La guerra era iniziata. Il fronte si stava rapidamente avvicinando alla città e gli abitanti di Rostov erano terrorizzati di sfuggire alle atrocità naziste. Per una perfida ironia del destino, Sabina Spielrein, l’autrice della teoria della distruttività umana, non credeva affatto alle atrocità dei nazisti, considerandole un mito propagandistico. Si rifiutava di credere che un popolo colto come quello tedesco fosse capace di atrocità irrazionali. In questa ingenuità era solidale con Freud, che pure non credeva che il popolo che aveva dato al mondo Goethe fosse capace di genocidi. Come si sa, l’anziano e malato patriarca della psicoanalisi i suoi seguaci dovettero comprare dai carnefici nazisti. E stavano già fondendo le fornaci in cui sarebbero bruciati molti dei parenti di Freud.
Non c’era nessuno che potesse riscattare Sabina Spielrein. L’ultima volta fu vista nel luglio 1942 in una colonna di ebrei destinati alla liquidazione, che i «combattenti per la purezza della razza superiore» inseguirono in direzione di Zmievskaya Balka — enormi burroni alla periferia della città. Lì Sabina Spielrein e le sue due figlie trovarono la loro orribile morte.
Il suo destino postumo fu strano e infelice quanto la sua vita. La sua fama all’estero è per lo più scandalosa, e in Russia persino alcuni dottori in scienze psicologiche non hanno mai sentito il suo nome. E chissà cosa sarebbe oggi la psicologia se questa donna straordinaria non avesse fatto parte della cerchia dei suoi luminari.
BACKGROUND
Sabina Spielrein nacque nel 1885 a Rostov-on-Don. Nella casa a tre piani della famiglia Shpilrein regnavano le regole severe stabilite dal padre.
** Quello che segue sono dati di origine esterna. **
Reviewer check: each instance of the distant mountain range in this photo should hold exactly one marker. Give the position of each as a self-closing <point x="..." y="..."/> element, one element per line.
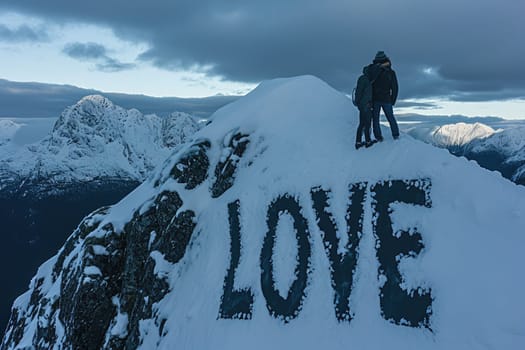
<point x="22" y="99"/>
<point x="501" y="149"/>
<point x="96" y="153"/>
<point x="268" y="230"/>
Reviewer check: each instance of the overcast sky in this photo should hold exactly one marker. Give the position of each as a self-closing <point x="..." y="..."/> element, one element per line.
<point x="452" y="56"/>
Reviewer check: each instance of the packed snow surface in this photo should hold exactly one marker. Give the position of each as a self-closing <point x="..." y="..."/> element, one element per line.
<point x="301" y="135"/>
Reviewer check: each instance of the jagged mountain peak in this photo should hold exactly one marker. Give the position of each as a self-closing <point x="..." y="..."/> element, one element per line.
<point x="95" y="139"/>
<point x="268" y="230"/>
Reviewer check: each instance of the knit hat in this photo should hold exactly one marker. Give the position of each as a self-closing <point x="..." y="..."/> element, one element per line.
<point x="380" y="57"/>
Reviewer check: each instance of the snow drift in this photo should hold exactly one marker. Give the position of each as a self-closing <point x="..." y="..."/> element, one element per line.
<point x="268" y="230"/>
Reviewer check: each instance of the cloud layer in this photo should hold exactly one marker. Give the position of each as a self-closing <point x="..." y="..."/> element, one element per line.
<point x="23" y="33"/>
<point x="465" y="50"/>
<point x="96" y="53"/>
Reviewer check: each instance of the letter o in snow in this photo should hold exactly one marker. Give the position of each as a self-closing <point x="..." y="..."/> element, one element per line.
<point x="279" y="307"/>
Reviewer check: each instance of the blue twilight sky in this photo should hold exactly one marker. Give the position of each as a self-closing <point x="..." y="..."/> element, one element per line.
<point x="451" y="56"/>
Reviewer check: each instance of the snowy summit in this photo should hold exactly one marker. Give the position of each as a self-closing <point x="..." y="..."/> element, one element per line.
<point x="269" y="230"/>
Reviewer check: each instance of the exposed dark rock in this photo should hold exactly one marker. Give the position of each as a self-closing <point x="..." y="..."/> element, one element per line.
<point x="192" y="168"/>
<point x="225" y="170"/>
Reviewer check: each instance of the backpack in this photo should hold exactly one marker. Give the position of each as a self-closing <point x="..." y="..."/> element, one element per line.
<point x="363" y="86"/>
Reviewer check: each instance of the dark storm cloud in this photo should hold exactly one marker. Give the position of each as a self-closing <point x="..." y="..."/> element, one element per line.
<point x="96" y="53"/>
<point x="88" y="51"/>
<point x="30" y="100"/>
<point x="465" y="50"/>
<point x="22" y="33"/>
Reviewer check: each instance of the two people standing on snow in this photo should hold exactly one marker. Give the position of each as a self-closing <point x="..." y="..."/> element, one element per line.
<point x="376" y="89"/>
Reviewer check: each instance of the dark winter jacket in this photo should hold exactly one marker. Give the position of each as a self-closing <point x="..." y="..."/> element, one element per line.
<point x="385" y="87"/>
<point x="363" y="91"/>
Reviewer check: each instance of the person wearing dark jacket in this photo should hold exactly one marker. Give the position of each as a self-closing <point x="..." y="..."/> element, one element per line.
<point x="384" y="95"/>
<point x="363" y="101"/>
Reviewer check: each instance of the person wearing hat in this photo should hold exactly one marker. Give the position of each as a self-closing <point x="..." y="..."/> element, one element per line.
<point x="384" y="95"/>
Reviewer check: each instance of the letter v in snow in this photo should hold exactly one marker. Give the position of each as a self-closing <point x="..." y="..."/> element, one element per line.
<point x="342" y="266"/>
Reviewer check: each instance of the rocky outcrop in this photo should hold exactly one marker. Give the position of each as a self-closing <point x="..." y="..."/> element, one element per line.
<point x="104" y="282"/>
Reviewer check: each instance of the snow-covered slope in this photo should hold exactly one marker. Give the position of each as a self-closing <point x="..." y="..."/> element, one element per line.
<point x="95" y="139"/>
<point x="269" y="231"/>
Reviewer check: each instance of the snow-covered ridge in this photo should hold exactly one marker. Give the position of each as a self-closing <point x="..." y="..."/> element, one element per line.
<point x="7" y="130"/>
<point x="95" y="139"/>
<point x="460" y="134"/>
<point x="269" y="230"/>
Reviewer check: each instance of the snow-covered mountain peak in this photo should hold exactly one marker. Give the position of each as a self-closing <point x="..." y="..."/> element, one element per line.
<point x="269" y="230"/>
<point x="95" y="138"/>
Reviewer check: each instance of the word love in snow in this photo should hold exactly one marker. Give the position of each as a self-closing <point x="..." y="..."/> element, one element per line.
<point x="409" y="308"/>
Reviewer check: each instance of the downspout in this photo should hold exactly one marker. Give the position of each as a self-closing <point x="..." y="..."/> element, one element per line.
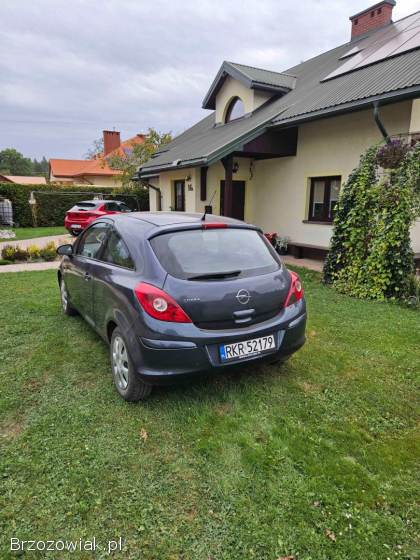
<point x="379" y="123"/>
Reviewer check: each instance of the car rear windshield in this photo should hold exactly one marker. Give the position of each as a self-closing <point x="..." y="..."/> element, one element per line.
<point x="214" y="253"/>
<point x="86" y="204"/>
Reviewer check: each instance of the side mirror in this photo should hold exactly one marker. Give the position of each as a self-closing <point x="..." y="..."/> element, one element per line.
<point x="65" y="250"/>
Naftul Shpilrein, che aveva fatto fortuna con le proprie mani, si sforzava di dare ai suoi figli una buona istruzione, che sarebbe stata la base del loro benessere. Egli stesso parlava correntemente diverse lingue e pretendeva lo stesso dai suoi figli: secondo un programma che aveva stilato per ogni giorno della settimana, tutte le conversazioni in casa si svolgevano in una lingua europea o in un’altra. Le violazioni di questa regola venivano punite, a volte in modo severo. Giusto o sbagliato che fosse il suo zelo pedagogico, mio padre raggiunse il suo obiettivo. Al momento del diploma tutti i figli parlavano correntemente le lingue straniere, tutti si dedicarono alle scienze e vi riuscirono. I suoi tre fratelli, anch’essi diventati importanti scienziati, sono Jan (ingegnere), Emil (biologo) e Isaac (psicologo).